Decode BERT token codes

Since R2023b

    Description

    example

    str = decode(tokenizer,tokenCodes) decodes the specified token codes using the BERT tokenizer object tokenizer.

    Examples

    collapse all

    Load a pretrained BERT-Base neural network and corresponding tokenizer using the bert function.

    [net,tokenizer] = bert;

    View the tokenizer.

    tokenizer
    tokenizer = 
      bertTokenizer with properties:
    
            IgnoreCase: 1
          StripAccents: 1
          PaddingToken: "[PAD]"
           PaddingCode: 1
            StartToken: "[CLS]"
             StartCode: 102
          UnknownToken: "[UNK]"
           UnknownCode: 101
        SeparatorToken: "[SEP]"
         SeparatorCode: 103
           ContextSize: 512
    
    

    Decode an array of token codes using the decode function.

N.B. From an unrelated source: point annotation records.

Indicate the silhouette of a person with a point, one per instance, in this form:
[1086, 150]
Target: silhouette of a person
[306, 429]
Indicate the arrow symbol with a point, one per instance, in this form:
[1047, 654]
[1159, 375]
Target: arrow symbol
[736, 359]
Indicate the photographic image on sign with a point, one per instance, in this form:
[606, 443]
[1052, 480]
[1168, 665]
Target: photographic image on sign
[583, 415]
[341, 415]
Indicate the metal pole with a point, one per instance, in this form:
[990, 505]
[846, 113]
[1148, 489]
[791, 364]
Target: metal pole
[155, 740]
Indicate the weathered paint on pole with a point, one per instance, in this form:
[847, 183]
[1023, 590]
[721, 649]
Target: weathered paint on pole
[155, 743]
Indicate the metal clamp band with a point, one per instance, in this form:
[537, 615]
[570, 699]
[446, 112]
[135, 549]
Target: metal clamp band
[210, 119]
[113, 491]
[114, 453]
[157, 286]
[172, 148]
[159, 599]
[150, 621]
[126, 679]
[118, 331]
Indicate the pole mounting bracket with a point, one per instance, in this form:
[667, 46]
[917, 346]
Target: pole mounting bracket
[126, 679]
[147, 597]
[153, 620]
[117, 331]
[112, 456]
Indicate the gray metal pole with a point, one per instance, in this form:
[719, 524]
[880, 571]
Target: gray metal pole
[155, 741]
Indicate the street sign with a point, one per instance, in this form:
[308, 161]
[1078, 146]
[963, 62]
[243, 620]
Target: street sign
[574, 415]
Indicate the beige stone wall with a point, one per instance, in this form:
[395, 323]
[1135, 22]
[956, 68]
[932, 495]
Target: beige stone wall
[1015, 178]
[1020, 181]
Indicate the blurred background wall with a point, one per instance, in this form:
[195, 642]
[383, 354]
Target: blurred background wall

    tokenCodes = [102 7227 7443 7543 2390 4373 16045 2100 15067 2014 19082 103];
    str = decode(tokenizer,tokenCodes)
    str = 
    "[CLS] bidirectional encoder representations from transformers [SEP]"
    

    Input Arguments

    collapse all

    BERT tokenizer, specified as a bertTokenizer object.

    Token codes, specified as a vector of positive integers.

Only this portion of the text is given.